Dengan penyitaan sesuatu benda diartikan pengambil alihan atau penguasaan benda
itu guna kepentingan acara pidana (Pasal 134). Persamaan kedua definisi
tersebut ialah pengambilan dan penguasaan milik orang. Dengan sendirinya hal
itu langsung menyentuh dan bertentangan dengan hak asasi manusia yang pokok,
yaitu merampas penguasaan hak milik orang.

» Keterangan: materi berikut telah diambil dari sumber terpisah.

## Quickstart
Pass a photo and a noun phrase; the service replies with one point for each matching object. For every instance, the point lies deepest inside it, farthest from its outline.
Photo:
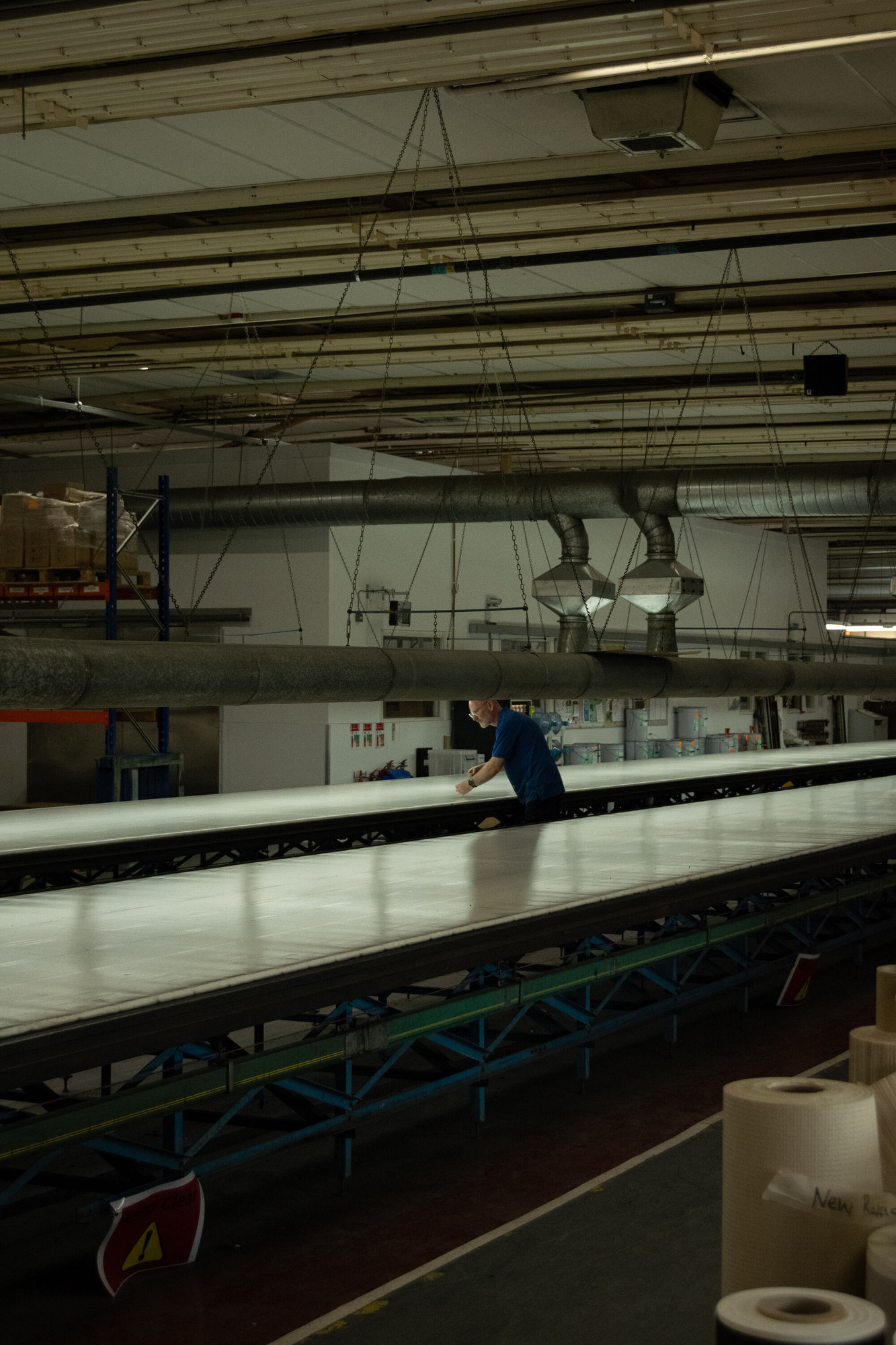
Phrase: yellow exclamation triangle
(145, 1250)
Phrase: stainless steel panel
(79, 954)
(53, 829)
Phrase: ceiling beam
(369, 188)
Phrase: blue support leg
(583, 1054)
(163, 598)
(743, 993)
(343, 1141)
(173, 1125)
(478, 1091)
(670, 1027)
(112, 583)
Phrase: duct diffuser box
(658, 115)
(826, 376)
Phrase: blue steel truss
(222, 1104)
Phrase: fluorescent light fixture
(842, 626)
(708, 60)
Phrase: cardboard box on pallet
(69, 492)
(71, 549)
(11, 545)
(37, 549)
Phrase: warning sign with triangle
(797, 985)
(157, 1229)
(146, 1249)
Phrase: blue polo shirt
(528, 762)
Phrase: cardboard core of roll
(885, 1013)
(801, 1308)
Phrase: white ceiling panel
(877, 68)
(811, 93)
(72, 165)
(173, 143)
(838, 259)
(338, 138)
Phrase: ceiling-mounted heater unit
(658, 115)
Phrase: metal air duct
(89, 676)
(803, 490)
(661, 587)
(573, 590)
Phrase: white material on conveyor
(45, 831)
(71, 957)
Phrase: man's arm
(481, 774)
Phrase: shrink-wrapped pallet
(818, 1129)
(93, 520)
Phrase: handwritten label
(873, 1208)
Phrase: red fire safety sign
(153, 1230)
(798, 981)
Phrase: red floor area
(421, 1187)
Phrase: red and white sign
(151, 1231)
(798, 981)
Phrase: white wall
(14, 765)
(275, 747)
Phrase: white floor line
(456, 1253)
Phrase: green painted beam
(84, 1121)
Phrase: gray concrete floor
(635, 1262)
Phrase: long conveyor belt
(72, 847)
(110, 972)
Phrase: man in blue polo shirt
(521, 751)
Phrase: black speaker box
(825, 376)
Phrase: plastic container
(690, 722)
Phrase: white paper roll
(885, 1100)
(885, 1005)
(872, 1055)
(814, 1317)
(872, 1051)
(821, 1129)
(880, 1273)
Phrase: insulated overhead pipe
(805, 490)
(64, 676)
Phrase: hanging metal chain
(872, 508)
(76, 400)
(522, 583)
(421, 107)
(778, 458)
(287, 420)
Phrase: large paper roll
(819, 1129)
(872, 1051)
(814, 1317)
(872, 1055)
(880, 1273)
(885, 1101)
(885, 1013)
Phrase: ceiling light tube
(594, 76)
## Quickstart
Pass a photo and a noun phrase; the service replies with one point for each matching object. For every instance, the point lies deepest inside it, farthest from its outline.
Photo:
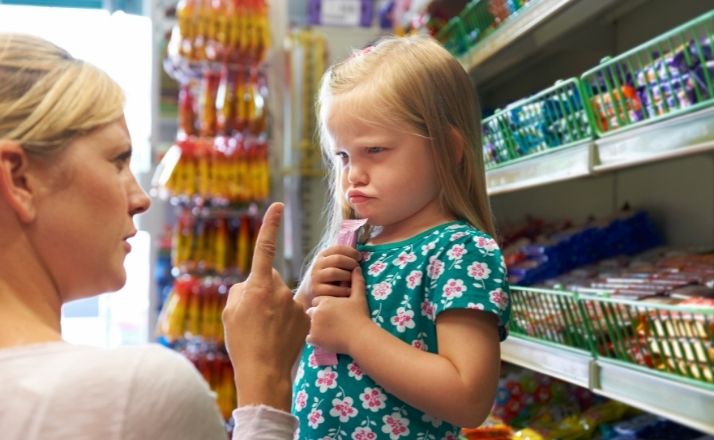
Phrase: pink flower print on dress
(364, 433)
(428, 247)
(312, 360)
(456, 235)
(300, 400)
(376, 268)
(499, 298)
(343, 409)
(315, 418)
(414, 279)
(475, 306)
(428, 309)
(487, 244)
(403, 320)
(454, 289)
(355, 371)
(456, 252)
(381, 290)
(479, 271)
(403, 259)
(396, 426)
(435, 268)
(418, 343)
(373, 399)
(326, 379)
(300, 372)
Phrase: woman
(67, 199)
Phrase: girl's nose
(356, 174)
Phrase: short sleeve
(467, 271)
(171, 400)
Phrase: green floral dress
(451, 266)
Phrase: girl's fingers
(331, 290)
(338, 261)
(340, 249)
(331, 275)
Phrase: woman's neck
(30, 307)
(23, 324)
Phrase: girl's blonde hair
(47, 97)
(412, 81)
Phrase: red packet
(347, 236)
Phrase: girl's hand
(330, 274)
(334, 320)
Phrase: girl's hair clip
(361, 52)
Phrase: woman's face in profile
(84, 213)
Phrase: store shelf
(571, 366)
(685, 135)
(689, 404)
(549, 167)
(534, 27)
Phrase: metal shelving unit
(524, 33)
(679, 401)
(689, 134)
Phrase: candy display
(477, 19)
(550, 119)
(533, 406)
(624, 298)
(219, 245)
(222, 170)
(548, 255)
(216, 176)
(221, 30)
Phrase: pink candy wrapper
(347, 236)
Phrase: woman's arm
(457, 385)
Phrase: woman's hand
(265, 327)
(330, 274)
(335, 320)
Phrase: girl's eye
(122, 161)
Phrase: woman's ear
(457, 140)
(15, 187)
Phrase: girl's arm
(457, 385)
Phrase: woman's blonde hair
(414, 82)
(47, 97)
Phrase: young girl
(419, 347)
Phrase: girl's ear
(15, 189)
(457, 140)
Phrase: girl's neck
(386, 235)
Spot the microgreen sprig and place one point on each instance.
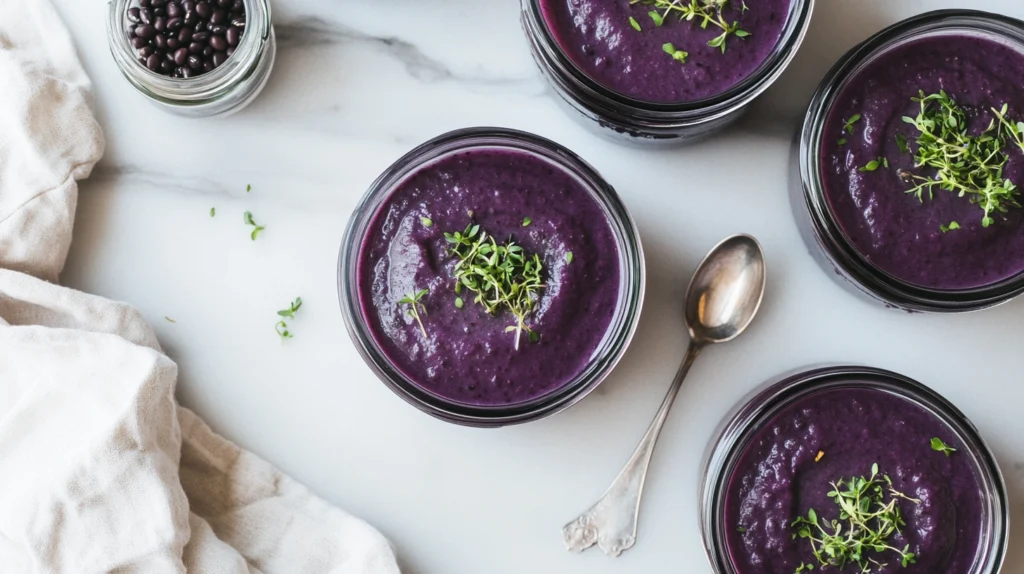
(502, 276)
(281, 326)
(968, 165)
(705, 11)
(865, 523)
(412, 300)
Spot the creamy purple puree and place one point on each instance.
(777, 479)
(598, 36)
(467, 356)
(894, 230)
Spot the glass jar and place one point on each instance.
(222, 91)
(820, 229)
(611, 347)
(751, 416)
(627, 120)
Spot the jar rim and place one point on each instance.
(717, 105)
(204, 87)
(766, 401)
(826, 229)
(620, 332)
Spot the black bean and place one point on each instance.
(218, 43)
(180, 55)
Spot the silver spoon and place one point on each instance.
(723, 297)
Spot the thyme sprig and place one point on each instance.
(502, 276)
(968, 165)
(705, 11)
(415, 307)
(865, 523)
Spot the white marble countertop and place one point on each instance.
(356, 84)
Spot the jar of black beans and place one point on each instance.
(194, 57)
(185, 38)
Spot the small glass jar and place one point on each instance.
(627, 120)
(221, 91)
(818, 225)
(620, 330)
(751, 415)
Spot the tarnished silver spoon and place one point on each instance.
(723, 297)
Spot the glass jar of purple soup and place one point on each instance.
(784, 457)
(491, 277)
(648, 73)
(871, 199)
(239, 53)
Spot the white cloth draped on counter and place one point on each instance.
(100, 471)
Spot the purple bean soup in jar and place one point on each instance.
(667, 51)
(922, 159)
(488, 277)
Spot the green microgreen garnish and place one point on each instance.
(678, 55)
(281, 326)
(942, 447)
(412, 299)
(865, 523)
(248, 218)
(848, 124)
(707, 11)
(501, 275)
(967, 165)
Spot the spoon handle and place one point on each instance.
(611, 523)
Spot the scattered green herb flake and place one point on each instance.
(415, 307)
(848, 124)
(940, 446)
(502, 276)
(868, 516)
(968, 165)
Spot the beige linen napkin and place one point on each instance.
(100, 471)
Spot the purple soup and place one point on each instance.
(786, 469)
(599, 37)
(467, 356)
(903, 236)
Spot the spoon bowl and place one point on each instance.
(726, 291)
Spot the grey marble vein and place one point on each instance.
(312, 32)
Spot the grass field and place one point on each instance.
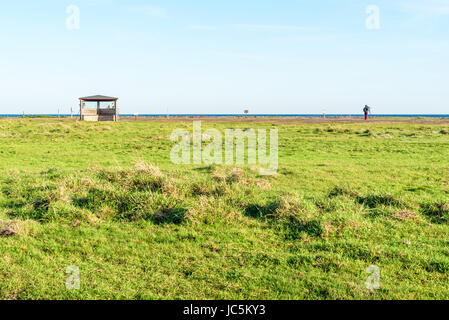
(106, 198)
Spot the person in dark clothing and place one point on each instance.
(366, 110)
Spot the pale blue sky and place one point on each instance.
(221, 56)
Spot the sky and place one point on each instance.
(225, 56)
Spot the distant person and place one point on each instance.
(366, 110)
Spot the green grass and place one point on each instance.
(106, 198)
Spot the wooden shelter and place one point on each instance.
(98, 112)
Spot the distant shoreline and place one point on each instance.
(241, 115)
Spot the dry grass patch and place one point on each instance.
(9, 228)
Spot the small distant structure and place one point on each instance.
(97, 112)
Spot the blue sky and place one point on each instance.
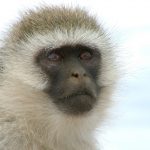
(128, 21)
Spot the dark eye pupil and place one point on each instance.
(54, 57)
(86, 55)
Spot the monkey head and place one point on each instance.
(64, 53)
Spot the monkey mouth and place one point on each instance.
(77, 102)
(78, 94)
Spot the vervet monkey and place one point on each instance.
(58, 73)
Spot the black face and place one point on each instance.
(72, 73)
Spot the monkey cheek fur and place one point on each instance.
(76, 104)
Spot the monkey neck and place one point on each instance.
(41, 120)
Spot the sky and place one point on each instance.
(128, 22)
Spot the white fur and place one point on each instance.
(28, 118)
(56, 39)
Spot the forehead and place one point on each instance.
(49, 19)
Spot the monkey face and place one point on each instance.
(72, 71)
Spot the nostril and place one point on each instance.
(84, 75)
(76, 75)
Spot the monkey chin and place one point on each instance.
(77, 103)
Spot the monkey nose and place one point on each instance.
(78, 75)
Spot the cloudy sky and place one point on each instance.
(128, 21)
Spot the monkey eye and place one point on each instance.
(85, 56)
(53, 56)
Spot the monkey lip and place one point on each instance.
(78, 94)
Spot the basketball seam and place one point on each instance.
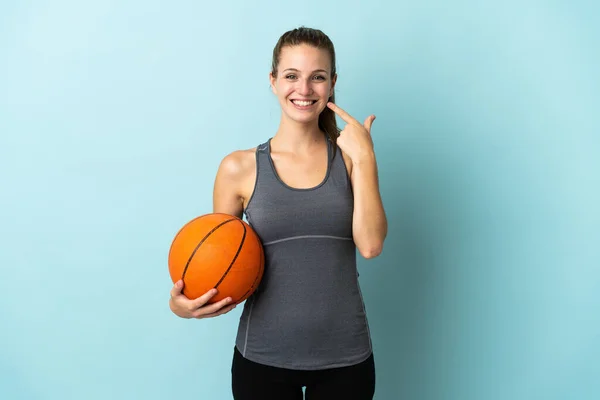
(234, 257)
(201, 242)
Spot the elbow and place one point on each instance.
(371, 251)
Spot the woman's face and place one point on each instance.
(303, 85)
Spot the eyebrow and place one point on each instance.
(295, 70)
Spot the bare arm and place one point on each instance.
(369, 223)
(227, 192)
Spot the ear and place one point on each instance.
(272, 80)
(333, 81)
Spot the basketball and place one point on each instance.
(217, 251)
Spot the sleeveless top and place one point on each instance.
(307, 312)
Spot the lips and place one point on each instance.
(303, 103)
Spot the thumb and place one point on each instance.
(177, 288)
(369, 122)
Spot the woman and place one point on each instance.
(311, 193)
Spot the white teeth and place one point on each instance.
(302, 103)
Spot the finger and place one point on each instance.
(212, 308)
(343, 114)
(177, 288)
(222, 311)
(202, 300)
(369, 122)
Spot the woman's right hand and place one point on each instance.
(197, 308)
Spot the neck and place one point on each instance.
(298, 137)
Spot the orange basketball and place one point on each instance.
(217, 251)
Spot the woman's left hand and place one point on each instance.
(355, 139)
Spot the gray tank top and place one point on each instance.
(307, 313)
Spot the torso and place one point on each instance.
(298, 171)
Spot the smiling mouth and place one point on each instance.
(304, 103)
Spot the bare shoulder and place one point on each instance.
(348, 162)
(234, 181)
(238, 163)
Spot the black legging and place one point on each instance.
(253, 381)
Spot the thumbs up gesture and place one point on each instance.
(355, 139)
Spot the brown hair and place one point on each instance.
(318, 39)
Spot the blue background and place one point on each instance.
(114, 116)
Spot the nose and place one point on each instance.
(304, 87)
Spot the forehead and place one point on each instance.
(304, 58)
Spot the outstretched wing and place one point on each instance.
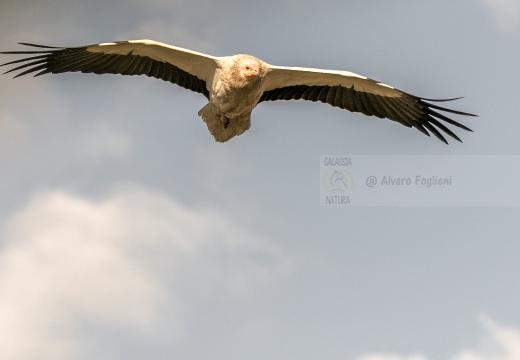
(357, 93)
(183, 67)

Jadi Penyitaan adalah suatu cara yang
dilakukan oleh pejabat-pejabat yang berwenang untuk menguasai sementara waktu
barang-barang, baik yang merupakan hak milik tersangka/terdakwa ataupun bukan,
tetapi berasal dari atau ada hubungannya dengan suatu tindak pidana dan berguna
untuk pembuktian.
Pasal
38
1)
Penyitaan hanya dapat dilakukan oleh
penyidik dengan surat izin ketua pengadilan negeri setempat;
2)
Dalam keadaan yang sangat perlu dan
mendesak bilamana penyidik harus segera bertindak dan tidak mungkin untuk
mendapatkan surat izin terlebih dahulu, tanpa mengurangi ketentuan ayat (1)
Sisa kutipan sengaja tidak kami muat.